Macrophages play a pivotal role in innate and acquired immune responses to Schistosoma mansoni. Classical (M1) or alternative (M2) activation states of these cells further delineate their roles in tissue damage through innate immunity or fibrotic remodeling, respectively. In the present study, we addressed the following question: Does systemic Th2‐type cytokine polarization evoked by S. mansoni affect macrophage differentiation and activation? To this end, we analyzed bone marrow‐derived macrophages from mice with S. mansoni egg‐induced pulmonary granulomas and unchallenged (or naïve) mice to determine their activation state and their response to specific TLR agonists, including S. mansoni egg antigens.
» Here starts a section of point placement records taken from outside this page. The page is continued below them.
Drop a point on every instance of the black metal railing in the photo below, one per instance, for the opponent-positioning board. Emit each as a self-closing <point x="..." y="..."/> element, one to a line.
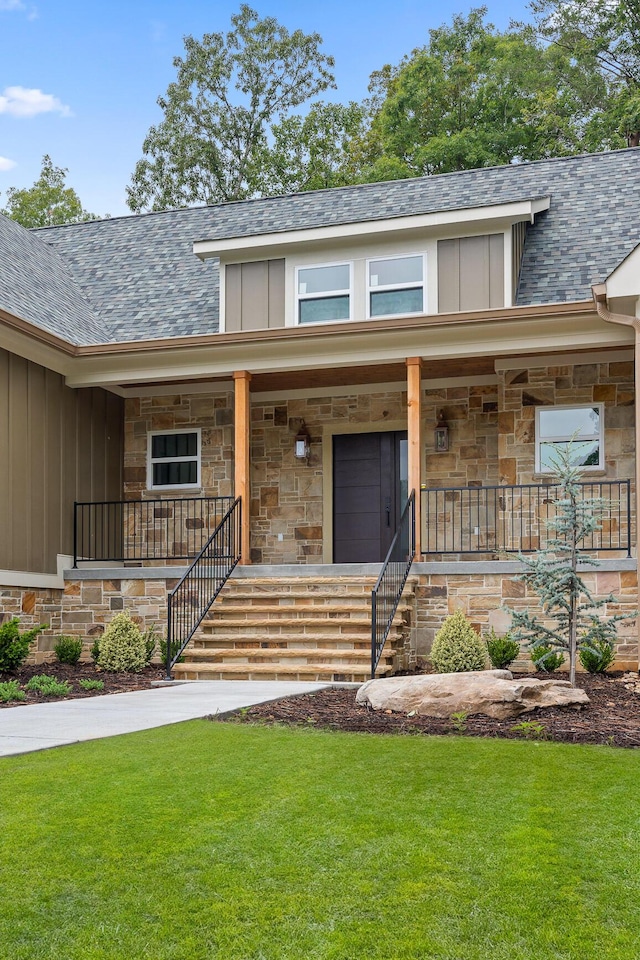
<point x="512" y="519"/>
<point x="164" y="529"/>
<point x="191" y="598"/>
<point x="386" y="594"/>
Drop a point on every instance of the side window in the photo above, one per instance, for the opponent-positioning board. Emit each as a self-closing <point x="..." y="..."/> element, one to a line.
<point x="173" y="459"/>
<point x="556" y="426"/>
<point x="323" y="293"/>
<point x="395" y="286"/>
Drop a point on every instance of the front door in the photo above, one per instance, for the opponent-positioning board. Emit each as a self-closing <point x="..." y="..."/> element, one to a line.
<point x="370" y="488"/>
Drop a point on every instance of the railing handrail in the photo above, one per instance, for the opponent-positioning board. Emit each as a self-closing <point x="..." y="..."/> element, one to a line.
<point x="377" y="646"/>
<point x="217" y="581"/>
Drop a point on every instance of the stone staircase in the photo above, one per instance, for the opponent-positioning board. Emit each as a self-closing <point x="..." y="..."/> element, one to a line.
<point x="301" y="628"/>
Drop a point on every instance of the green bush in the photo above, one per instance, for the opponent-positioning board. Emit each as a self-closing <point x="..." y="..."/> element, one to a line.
<point x="14" y="646"/>
<point x="546" y="658"/>
<point x="502" y="650"/>
<point x="48" y="686"/>
<point x="122" y="647"/>
<point x="68" y="649"/>
<point x="598" y="655"/>
<point x="10" y="690"/>
<point x="457" y="647"/>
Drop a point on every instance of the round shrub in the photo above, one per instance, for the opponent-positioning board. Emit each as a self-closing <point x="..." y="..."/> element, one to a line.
<point x="457" y="647"/>
<point x="502" y="650"/>
<point x="122" y="646"/>
<point x="68" y="649"/>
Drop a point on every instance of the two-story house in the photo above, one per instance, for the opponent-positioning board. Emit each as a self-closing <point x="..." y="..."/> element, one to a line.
<point x="318" y="357"/>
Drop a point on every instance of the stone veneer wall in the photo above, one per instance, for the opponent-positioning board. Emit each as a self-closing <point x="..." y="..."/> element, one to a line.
<point x="84" y="607"/>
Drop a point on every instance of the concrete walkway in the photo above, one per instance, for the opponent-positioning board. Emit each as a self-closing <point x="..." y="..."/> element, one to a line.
<point x="43" y="725"/>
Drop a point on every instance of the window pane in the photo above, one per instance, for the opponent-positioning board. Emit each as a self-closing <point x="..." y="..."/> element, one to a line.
<point x="564" y="423"/>
<point x="170" y="474"/>
<point x="323" y="279"/>
<point x="396" y="301"/>
<point x="326" y="308"/>
<point x="174" y="445"/>
<point x="586" y="454"/>
<point x="386" y="273"/>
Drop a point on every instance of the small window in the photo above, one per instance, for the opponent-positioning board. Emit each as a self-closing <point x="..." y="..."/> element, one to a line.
<point x="556" y="426"/>
<point x="396" y="286"/>
<point x="324" y="293"/>
<point x="174" y="459"/>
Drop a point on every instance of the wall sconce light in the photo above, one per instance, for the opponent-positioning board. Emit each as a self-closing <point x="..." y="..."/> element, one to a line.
<point x="441" y="434"/>
<point x="302" y="447"/>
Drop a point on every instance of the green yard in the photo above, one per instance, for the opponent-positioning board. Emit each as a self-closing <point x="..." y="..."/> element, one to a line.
<point x="229" y="841"/>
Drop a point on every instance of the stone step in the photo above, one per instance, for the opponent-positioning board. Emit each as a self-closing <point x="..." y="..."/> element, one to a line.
<point x="274" y="654"/>
<point x="317" y="672"/>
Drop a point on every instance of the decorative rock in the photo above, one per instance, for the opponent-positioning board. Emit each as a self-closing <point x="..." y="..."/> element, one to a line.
<point x="493" y="693"/>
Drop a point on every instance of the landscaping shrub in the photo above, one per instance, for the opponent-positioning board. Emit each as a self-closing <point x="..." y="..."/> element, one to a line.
<point x="599" y="654"/>
<point x="457" y="647"/>
<point x="48" y="686"/>
<point x="546" y="658"/>
<point x="122" y="647"/>
<point x="68" y="649"/>
<point x="14" y="646"/>
<point x="10" y="690"/>
<point x="502" y="650"/>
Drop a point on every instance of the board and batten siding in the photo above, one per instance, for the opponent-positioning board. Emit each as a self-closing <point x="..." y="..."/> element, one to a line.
<point x="57" y="445"/>
<point x="254" y="295"/>
<point x="471" y="273"/>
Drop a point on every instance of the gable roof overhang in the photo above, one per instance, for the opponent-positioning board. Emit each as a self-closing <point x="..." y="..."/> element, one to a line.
<point x="279" y="242"/>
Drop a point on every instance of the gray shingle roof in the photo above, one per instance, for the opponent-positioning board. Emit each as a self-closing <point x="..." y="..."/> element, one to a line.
<point x="36" y="285"/>
<point x="143" y="281"/>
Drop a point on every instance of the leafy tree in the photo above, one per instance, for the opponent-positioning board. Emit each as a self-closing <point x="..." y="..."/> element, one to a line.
<point x="602" y="38"/>
<point x="48" y="202"/>
<point x="572" y="621"/>
<point x="215" y="141"/>
<point x="474" y="97"/>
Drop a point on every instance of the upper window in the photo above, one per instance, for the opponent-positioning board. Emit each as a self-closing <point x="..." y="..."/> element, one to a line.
<point x="395" y="286"/>
<point x="174" y="459"/>
<point x="324" y="293"/>
<point x="556" y="426"/>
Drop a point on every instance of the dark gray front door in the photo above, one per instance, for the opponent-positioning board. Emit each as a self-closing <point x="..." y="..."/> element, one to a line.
<point x="369" y="491"/>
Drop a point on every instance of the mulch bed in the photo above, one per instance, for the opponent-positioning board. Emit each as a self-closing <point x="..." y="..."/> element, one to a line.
<point x="612" y="717"/>
<point x="113" y="682"/>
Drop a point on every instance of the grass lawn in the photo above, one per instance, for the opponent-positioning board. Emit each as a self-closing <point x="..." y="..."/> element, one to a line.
<point x="208" y="840"/>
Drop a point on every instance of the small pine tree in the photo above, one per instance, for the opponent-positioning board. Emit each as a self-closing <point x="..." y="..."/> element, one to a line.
<point x="457" y="647"/>
<point x="552" y="573"/>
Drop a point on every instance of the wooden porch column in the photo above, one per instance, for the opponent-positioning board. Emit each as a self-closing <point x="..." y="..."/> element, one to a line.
<point x="414" y="433"/>
<point x="242" y="439"/>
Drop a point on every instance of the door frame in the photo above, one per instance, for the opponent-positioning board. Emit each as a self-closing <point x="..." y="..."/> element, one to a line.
<point x="328" y="432"/>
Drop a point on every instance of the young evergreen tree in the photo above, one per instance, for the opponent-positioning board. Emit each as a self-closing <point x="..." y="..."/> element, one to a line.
<point x="570" y="619"/>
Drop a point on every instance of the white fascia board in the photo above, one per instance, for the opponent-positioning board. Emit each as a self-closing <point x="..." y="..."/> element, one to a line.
<point x="233" y="247"/>
<point x="624" y="281"/>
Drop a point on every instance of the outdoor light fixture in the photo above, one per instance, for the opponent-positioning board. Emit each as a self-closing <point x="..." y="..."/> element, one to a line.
<point x="441" y="434"/>
<point x="302" y="447"/>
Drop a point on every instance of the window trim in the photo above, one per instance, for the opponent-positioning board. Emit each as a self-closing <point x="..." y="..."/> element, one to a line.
<point x="151" y="460"/>
<point x="326" y="294"/>
<point x="389" y="288"/>
<point x="539" y="468"/>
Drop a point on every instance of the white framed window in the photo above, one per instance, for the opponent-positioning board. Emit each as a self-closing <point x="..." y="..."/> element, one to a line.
<point x="395" y="286"/>
<point x="173" y="459"/>
<point x="556" y="426"/>
<point x="323" y="292"/>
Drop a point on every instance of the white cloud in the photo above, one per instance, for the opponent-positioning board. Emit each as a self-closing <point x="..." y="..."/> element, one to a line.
<point x="22" y="102"/>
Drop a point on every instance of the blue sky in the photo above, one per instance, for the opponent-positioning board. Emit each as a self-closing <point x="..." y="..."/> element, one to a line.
<point x="80" y="81"/>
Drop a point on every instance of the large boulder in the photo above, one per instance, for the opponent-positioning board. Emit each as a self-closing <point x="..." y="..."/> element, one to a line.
<point x="494" y="693"/>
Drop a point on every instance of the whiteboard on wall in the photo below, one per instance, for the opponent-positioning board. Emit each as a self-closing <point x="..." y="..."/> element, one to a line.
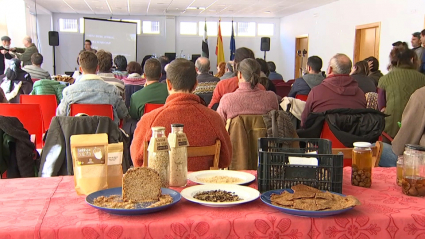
<point x="117" y="37"/>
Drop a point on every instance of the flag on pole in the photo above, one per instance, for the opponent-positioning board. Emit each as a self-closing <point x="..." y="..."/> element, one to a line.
<point x="205" y="49"/>
<point x="232" y="45"/>
<point x="219" y="48"/>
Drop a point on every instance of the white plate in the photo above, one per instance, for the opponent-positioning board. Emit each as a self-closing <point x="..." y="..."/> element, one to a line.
<point x="247" y="194"/>
<point x="245" y="177"/>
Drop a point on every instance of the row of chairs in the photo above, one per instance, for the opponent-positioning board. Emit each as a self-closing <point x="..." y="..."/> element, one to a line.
<point x="36" y="112"/>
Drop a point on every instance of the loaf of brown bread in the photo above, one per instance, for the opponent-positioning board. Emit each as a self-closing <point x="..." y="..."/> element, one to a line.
<point x="141" y="185"/>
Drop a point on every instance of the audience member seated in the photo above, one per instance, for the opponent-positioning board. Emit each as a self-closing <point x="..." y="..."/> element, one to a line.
<point x="153" y="92"/>
<point x="92" y="89"/>
<point x="121" y="67"/>
<point x="395" y="88"/>
<point x="232" y="84"/>
<point x="202" y="125"/>
<point x="16" y="82"/>
<point x="206" y="82"/>
<point x="360" y="73"/>
<point x="35" y="70"/>
<point x="49" y="87"/>
<point x="248" y="99"/>
<point x="105" y="70"/>
<point x="264" y="75"/>
<point x="374" y="71"/>
<point x="338" y="90"/>
<point x="229" y="71"/>
<point x="221" y="69"/>
<point x="304" y="84"/>
<point x="134" y="81"/>
<point x="273" y="74"/>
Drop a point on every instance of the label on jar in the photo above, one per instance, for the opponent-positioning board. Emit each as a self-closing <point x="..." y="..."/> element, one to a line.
<point x="158" y="144"/>
<point x="178" y="140"/>
<point x="90" y="155"/>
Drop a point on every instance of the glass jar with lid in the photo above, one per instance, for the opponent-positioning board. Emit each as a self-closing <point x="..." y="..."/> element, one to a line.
<point x="362" y="163"/>
<point x="178" y="156"/>
<point x="158" y="158"/>
<point x="413" y="183"/>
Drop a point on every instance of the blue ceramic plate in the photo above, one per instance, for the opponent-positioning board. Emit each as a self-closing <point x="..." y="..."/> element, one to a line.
<point x="137" y="211"/>
<point x="265" y="197"/>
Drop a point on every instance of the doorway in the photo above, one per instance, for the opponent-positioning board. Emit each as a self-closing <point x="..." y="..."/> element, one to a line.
<point x="301" y="55"/>
<point x="367" y="41"/>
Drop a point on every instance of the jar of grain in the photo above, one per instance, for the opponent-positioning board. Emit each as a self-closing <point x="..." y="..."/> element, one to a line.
<point x="413" y="183"/>
<point x="178" y="156"/>
<point x="158" y="158"/>
<point x="361" y="174"/>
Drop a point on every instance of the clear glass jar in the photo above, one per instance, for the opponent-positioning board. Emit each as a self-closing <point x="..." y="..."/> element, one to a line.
<point x="361" y="173"/>
<point x="413" y="183"/>
<point x="399" y="178"/>
<point x="158" y="158"/>
<point x="178" y="156"/>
Unlike naïve macrophages, macrophages from Th2‐polarized mice constitutively expressed significantly higher “found in inflammatory zone‐1” (FIZZ1) and ST2 (M2 markers) and significantly lower NO synthase 2, CCL3, MIP‐2, TNF‐α, and IL‐12 (M1 markers). Also, compared with naïve macrophages, Th2‐polarized macrophages exhibited enhanced responses to the presence of specific TLR agonists, which consistently induced significantly higher levels of gene and protein levels for M2 and M1 markers in these cells. Together, these data show that signals received by bone marrow precursors during S. mansoni egg‐induced granuloma responses dynamically alter the development of macrophages and enhance the TLR responsiveness of these cells, which may ultimately have a significant effect on the pulmonary granulomatous response.